Ничто не изменилось в этом отношении после войны 1812 года. Со всех концов России съезжались сюда на зиму потанцевать, повеселиться, себя показать и людей посмотреть.
Машеньки и Катеньки отплясывали в своих атласных башмачках и усердно привлекали мужские взоры и сердца, надеясь сыскать себе мужей.
Небезрезультатно выезжали в свет молодые графини.

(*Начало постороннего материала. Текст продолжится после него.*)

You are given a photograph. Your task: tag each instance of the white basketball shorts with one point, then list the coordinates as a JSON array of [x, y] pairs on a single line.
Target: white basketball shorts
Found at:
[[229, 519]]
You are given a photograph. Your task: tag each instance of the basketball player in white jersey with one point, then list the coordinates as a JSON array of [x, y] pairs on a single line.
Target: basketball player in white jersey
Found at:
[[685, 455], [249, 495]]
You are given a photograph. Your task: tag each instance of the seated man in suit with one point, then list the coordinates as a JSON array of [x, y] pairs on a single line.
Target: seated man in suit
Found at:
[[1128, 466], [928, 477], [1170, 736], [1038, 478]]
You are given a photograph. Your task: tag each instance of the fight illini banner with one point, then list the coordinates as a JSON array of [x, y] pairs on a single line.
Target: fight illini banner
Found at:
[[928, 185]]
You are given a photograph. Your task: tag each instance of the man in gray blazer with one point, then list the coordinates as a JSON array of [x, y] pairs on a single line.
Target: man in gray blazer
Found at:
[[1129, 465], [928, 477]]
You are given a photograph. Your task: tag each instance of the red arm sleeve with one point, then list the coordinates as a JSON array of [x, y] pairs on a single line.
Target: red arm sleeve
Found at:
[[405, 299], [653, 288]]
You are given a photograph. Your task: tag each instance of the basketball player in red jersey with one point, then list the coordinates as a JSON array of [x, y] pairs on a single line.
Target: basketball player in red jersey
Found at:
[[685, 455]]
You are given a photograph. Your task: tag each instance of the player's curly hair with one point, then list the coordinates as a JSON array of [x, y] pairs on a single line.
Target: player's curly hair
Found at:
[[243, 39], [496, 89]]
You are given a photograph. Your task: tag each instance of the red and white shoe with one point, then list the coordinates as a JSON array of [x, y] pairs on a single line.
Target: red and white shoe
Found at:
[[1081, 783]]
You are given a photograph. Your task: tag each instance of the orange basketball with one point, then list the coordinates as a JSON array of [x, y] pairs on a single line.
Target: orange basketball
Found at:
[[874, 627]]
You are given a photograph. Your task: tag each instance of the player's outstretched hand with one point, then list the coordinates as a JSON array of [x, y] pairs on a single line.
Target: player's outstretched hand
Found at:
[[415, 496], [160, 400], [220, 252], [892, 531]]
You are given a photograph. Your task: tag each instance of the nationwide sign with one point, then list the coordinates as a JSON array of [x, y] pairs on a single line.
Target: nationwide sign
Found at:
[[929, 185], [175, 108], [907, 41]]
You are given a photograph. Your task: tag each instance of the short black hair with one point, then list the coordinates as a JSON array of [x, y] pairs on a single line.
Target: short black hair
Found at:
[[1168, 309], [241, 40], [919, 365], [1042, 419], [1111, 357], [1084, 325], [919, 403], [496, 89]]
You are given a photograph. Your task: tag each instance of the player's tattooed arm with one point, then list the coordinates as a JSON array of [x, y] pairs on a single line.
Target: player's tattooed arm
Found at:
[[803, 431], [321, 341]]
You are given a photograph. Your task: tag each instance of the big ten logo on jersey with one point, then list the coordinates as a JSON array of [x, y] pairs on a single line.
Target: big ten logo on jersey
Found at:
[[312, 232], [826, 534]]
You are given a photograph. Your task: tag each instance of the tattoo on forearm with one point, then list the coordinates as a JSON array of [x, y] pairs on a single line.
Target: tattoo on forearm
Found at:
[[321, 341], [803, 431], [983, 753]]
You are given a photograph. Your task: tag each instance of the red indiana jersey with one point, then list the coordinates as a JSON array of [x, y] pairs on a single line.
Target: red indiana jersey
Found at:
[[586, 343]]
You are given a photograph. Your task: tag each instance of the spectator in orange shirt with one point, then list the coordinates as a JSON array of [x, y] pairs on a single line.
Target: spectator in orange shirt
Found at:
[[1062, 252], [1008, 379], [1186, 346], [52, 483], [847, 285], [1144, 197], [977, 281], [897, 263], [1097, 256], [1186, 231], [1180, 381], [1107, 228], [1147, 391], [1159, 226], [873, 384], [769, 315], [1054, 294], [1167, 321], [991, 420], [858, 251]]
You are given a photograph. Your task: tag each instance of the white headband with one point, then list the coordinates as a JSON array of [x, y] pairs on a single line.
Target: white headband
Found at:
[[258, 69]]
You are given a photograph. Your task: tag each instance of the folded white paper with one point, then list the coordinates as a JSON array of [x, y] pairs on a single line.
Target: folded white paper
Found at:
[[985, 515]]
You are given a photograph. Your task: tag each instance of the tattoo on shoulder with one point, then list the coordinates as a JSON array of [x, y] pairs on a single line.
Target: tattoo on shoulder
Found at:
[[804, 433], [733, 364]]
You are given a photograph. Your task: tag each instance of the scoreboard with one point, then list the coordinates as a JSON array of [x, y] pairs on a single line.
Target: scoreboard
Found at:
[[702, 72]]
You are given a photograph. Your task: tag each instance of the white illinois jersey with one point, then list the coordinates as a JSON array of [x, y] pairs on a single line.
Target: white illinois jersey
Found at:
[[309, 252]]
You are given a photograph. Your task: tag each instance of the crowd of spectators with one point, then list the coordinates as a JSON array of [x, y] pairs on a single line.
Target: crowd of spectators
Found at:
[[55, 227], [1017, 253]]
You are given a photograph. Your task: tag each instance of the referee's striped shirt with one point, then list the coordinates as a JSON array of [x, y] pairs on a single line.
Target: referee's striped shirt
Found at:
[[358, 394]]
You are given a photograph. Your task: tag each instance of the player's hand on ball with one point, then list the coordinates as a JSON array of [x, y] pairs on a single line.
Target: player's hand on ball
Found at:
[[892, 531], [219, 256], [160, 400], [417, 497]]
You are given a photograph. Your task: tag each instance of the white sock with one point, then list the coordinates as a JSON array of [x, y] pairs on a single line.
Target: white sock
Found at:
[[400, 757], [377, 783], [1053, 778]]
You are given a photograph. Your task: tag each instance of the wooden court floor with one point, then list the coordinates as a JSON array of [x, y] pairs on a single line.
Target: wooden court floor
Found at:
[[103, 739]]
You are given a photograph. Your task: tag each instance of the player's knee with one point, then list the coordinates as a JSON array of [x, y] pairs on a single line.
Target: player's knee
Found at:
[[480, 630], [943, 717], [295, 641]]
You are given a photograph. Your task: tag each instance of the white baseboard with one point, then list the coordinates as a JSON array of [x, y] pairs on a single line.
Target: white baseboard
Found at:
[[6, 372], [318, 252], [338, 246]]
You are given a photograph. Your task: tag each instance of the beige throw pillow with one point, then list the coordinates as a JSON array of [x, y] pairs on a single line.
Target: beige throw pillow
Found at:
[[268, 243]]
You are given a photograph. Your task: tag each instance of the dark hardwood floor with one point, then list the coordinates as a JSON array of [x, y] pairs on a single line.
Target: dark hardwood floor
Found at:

Наталья Ираклиевна стала невестой.
В доме царила предсвадебная кутерьма. Из французских лавок то и дело привозили большие и маленькие картонки, нарядные «мадамы» приезжали примерять дорогие платья, башмачники дюжинами присылали атласные туфельки всех оттенков и цветов, к каждому туалету особые, а девушки с утра до вечера ползали по полу, подкалывая и подшивая новые платья.
Наталья Ираклиевна, в облаках газа, тончайшего шёлка и батиста, не отходила от широкой псише[18] любуясь собой. Все сестры и мадам Боцигетти толпились здесь же, высказывая свои мнения и давая советы. И только Варвара Ираклиевна держалась как-то особняком, угрюмо сторонясь общего оживления.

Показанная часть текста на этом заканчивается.